世の中いい話ばかりではない。誰もがそう思っている。何かを手に入れる時も、それが100パーセント完璧なものだと信じている人よりも、「悪いところも少しはあるんだろうけど」と思っている人のほうが多いだろう。そう思っていたほうが、もしもあとで欠点を発見した時の落胆も少ない。いわば自分への予防線のようなものだ。
そんな心理を逆にとって、何かを売り込む時には、うまい話だけを並べるのではなく、10のうまい話の中にひとつだけ悪い話を入れるようにする。
すると相手は「いい話だけを並べて、ともかく売りさえすればいい、というタイプではない。悪い話もあらかじめ教えてくれるなんて、なかなか信頼できる人だ」と評価してくれるはずだ。
誰もが「どんなものにも欠点はある」と思っているからこそ、悪い話も伝える態度に誠実さを感じるわけだ。
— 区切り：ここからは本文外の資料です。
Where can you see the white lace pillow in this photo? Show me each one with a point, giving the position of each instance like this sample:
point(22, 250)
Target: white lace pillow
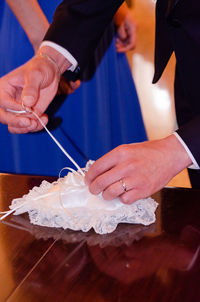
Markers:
point(68, 204)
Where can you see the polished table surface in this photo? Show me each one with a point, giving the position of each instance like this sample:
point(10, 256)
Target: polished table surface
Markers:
point(138, 263)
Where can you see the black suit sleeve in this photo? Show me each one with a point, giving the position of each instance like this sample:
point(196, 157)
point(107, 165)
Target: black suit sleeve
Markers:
point(78, 25)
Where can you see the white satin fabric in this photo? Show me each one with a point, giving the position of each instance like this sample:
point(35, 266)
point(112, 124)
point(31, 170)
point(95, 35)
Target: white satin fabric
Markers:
point(68, 204)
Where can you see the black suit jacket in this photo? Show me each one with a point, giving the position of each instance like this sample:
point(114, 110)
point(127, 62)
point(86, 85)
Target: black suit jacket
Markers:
point(78, 25)
point(178, 30)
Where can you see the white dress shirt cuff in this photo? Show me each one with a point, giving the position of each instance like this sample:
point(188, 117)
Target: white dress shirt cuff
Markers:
point(63, 51)
point(195, 164)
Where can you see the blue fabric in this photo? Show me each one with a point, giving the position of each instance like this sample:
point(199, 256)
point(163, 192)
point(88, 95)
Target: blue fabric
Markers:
point(102, 114)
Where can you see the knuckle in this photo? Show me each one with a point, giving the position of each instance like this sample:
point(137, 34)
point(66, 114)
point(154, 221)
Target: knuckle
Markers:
point(122, 151)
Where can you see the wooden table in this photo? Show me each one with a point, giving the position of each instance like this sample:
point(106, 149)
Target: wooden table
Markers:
point(158, 263)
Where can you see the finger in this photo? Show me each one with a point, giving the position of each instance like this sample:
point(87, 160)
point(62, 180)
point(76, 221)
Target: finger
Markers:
point(31, 90)
point(34, 126)
point(8, 102)
point(102, 182)
point(116, 189)
point(13, 120)
point(106, 162)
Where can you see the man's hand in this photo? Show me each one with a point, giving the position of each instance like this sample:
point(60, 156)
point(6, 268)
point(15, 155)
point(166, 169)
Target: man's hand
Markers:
point(144, 168)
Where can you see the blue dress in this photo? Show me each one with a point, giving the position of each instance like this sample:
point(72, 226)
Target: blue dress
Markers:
point(102, 114)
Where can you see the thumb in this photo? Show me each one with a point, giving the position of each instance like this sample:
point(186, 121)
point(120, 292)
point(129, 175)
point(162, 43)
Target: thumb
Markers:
point(31, 90)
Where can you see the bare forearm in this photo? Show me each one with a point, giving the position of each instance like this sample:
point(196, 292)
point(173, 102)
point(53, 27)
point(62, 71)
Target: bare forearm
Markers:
point(31, 18)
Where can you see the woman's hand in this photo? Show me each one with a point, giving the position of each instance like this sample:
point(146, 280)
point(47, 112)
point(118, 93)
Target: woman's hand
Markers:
point(126, 30)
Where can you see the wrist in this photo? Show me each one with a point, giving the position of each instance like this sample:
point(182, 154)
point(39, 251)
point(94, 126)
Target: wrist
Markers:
point(62, 63)
point(178, 157)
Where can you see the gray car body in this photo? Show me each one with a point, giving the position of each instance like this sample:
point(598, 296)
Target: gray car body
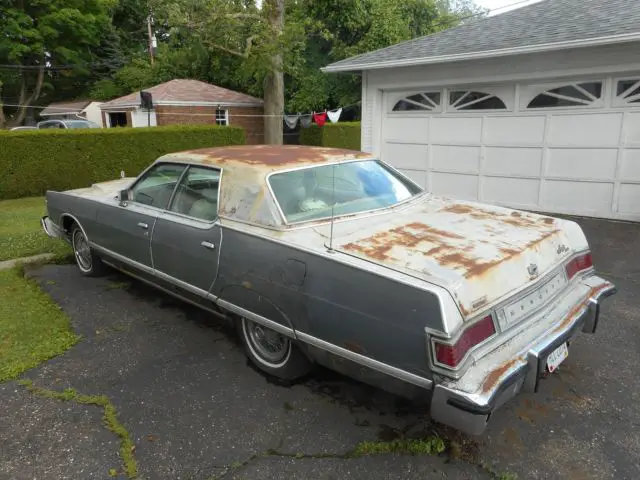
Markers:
point(352, 311)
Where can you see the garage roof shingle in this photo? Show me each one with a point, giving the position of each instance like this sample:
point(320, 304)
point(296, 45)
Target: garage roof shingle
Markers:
point(549, 24)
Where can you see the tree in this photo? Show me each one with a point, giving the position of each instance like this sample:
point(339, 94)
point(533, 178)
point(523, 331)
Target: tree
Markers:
point(40, 37)
point(257, 36)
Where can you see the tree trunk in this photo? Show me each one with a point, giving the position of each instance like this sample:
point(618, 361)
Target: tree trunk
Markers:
point(26, 102)
point(274, 80)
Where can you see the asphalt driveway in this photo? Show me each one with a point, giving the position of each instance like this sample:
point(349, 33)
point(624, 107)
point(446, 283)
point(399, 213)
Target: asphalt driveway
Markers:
point(194, 409)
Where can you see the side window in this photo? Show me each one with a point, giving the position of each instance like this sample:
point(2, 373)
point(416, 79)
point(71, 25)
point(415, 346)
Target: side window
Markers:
point(157, 185)
point(197, 194)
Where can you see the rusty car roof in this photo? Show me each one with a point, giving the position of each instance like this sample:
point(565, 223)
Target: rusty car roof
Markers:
point(244, 191)
point(268, 157)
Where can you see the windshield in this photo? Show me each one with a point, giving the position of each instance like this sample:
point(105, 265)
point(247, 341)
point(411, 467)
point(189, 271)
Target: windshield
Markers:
point(308, 194)
point(81, 124)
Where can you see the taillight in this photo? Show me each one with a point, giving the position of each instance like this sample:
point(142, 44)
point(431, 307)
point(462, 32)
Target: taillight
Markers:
point(452, 354)
point(578, 264)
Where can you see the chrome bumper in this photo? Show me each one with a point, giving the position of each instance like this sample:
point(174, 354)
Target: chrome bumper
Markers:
point(467, 404)
point(51, 228)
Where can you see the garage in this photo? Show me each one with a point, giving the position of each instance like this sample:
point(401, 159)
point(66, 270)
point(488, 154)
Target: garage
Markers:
point(514, 109)
point(546, 147)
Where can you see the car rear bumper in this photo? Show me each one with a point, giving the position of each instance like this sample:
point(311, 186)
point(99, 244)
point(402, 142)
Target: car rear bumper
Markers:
point(467, 403)
point(51, 228)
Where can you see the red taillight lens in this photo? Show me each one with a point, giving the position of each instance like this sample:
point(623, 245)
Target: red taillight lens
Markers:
point(452, 355)
point(578, 264)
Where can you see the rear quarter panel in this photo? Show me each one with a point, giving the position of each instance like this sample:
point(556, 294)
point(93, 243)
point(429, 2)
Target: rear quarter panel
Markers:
point(340, 304)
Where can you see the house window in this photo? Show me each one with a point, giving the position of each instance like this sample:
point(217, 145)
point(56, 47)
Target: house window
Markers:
point(418, 102)
point(628, 92)
point(118, 119)
point(571, 95)
point(222, 117)
point(474, 100)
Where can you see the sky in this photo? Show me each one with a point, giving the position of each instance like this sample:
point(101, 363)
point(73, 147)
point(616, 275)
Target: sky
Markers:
point(494, 4)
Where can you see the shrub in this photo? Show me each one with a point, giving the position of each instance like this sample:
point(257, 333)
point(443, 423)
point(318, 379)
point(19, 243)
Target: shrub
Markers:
point(338, 135)
point(34, 162)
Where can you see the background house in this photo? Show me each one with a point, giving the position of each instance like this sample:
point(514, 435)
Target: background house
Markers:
point(87, 109)
point(537, 108)
point(181, 102)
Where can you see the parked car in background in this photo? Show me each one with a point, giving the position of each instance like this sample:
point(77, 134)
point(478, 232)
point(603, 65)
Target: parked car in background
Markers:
point(23, 128)
point(332, 256)
point(66, 124)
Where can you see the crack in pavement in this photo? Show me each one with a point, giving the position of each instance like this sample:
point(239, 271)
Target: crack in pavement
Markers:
point(110, 419)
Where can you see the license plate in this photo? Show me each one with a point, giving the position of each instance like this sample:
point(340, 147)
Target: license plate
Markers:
point(556, 357)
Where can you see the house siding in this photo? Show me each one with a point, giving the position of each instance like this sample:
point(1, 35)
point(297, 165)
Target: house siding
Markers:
point(249, 118)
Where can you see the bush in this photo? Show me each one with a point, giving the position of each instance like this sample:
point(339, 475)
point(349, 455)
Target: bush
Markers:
point(338, 135)
point(34, 162)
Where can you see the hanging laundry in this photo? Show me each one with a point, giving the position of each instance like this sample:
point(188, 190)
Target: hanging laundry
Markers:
point(334, 115)
point(305, 120)
point(291, 121)
point(320, 118)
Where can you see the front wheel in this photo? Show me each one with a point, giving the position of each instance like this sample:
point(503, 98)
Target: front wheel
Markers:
point(87, 260)
point(272, 352)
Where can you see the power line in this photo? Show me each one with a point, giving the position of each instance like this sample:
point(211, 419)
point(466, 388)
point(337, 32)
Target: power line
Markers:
point(440, 24)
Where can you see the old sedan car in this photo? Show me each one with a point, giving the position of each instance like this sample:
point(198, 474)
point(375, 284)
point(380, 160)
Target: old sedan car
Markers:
point(333, 257)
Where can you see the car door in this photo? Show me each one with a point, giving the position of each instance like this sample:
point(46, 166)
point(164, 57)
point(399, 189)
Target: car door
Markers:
point(124, 228)
point(186, 238)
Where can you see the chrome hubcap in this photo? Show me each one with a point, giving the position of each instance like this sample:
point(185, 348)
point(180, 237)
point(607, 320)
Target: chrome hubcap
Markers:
point(270, 345)
point(82, 250)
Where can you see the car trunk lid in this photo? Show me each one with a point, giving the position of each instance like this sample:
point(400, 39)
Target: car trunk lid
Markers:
point(480, 253)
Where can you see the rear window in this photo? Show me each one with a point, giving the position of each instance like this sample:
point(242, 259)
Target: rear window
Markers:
point(316, 193)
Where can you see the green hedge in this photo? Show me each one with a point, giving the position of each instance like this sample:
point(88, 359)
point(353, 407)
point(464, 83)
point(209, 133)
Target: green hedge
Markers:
point(339, 135)
point(33, 162)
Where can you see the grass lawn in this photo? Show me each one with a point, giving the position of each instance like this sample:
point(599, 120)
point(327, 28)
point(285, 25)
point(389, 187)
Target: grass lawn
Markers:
point(32, 327)
point(20, 231)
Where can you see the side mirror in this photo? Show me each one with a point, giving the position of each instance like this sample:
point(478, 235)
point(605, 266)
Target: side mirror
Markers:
point(123, 196)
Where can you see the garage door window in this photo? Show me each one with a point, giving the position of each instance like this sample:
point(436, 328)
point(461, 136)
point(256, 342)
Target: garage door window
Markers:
point(628, 92)
point(473, 100)
point(425, 101)
point(572, 95)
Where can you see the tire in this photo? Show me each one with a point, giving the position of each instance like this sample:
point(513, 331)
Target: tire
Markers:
point(88, 262)
point(272, 352)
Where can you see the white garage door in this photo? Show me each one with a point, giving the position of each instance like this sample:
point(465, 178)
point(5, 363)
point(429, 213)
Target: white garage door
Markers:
point(568, 147)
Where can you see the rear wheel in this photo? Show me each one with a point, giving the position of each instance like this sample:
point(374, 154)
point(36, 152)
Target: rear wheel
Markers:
point(87, 260)
point(272, 352)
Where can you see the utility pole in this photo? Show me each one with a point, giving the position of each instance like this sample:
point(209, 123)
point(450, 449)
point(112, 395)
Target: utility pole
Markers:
point(152, 38)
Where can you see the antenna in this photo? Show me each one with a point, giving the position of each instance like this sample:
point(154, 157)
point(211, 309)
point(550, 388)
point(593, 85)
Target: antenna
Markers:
point(333, 204)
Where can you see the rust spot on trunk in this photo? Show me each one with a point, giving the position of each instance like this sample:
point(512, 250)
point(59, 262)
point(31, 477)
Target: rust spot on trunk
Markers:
point(410, 235)
point(491, 379)
point(515, 218)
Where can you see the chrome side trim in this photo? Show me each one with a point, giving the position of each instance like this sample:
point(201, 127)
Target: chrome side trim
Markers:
point(169, 292)
point(254, 317)
point(184, 285)
point(156, 273)
point(123, 259)
point(366, 361)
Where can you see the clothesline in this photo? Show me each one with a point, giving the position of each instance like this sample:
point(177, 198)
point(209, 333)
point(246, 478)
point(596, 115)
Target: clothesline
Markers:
point(319, 118)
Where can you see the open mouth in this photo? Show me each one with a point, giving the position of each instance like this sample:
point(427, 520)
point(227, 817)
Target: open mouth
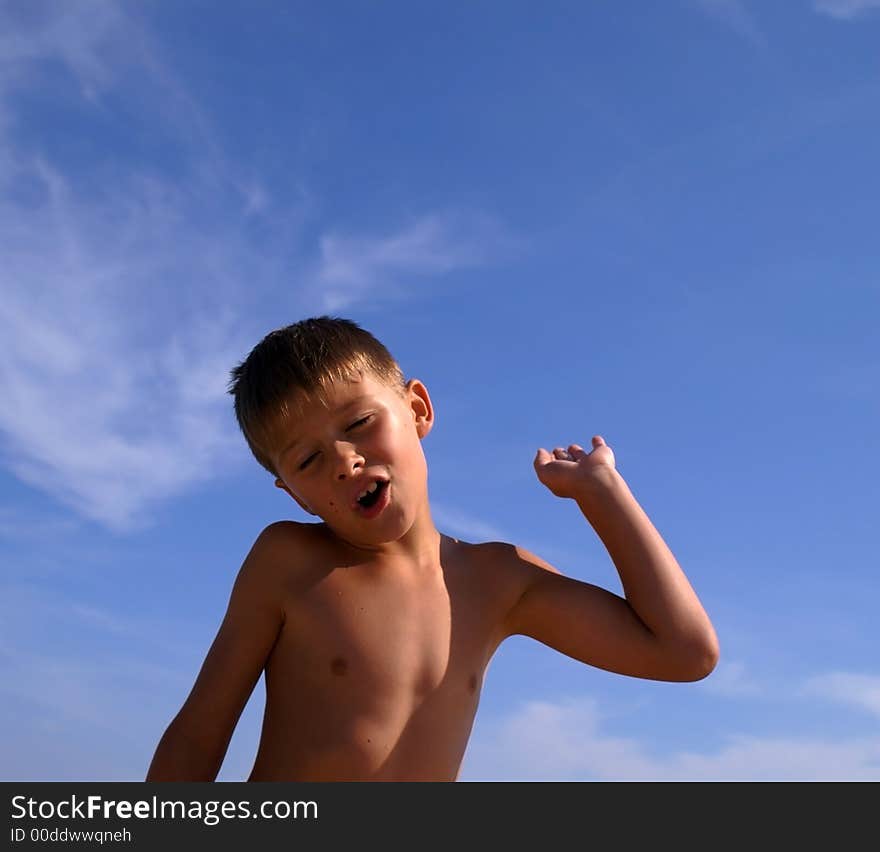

これはものを売る時だけでなく、自分を売り込む時も同じだ。とかく自分の長所ばかりをアピールしがちだが、しかし「こういう欠点もあるんです」と最初に見せることで、相手からの信頼度や好感度はぐっと高くなる。
ものであれ人であれ、いいところも悪いところも全部見せてこそ、相手から本当に信頼されるのだ。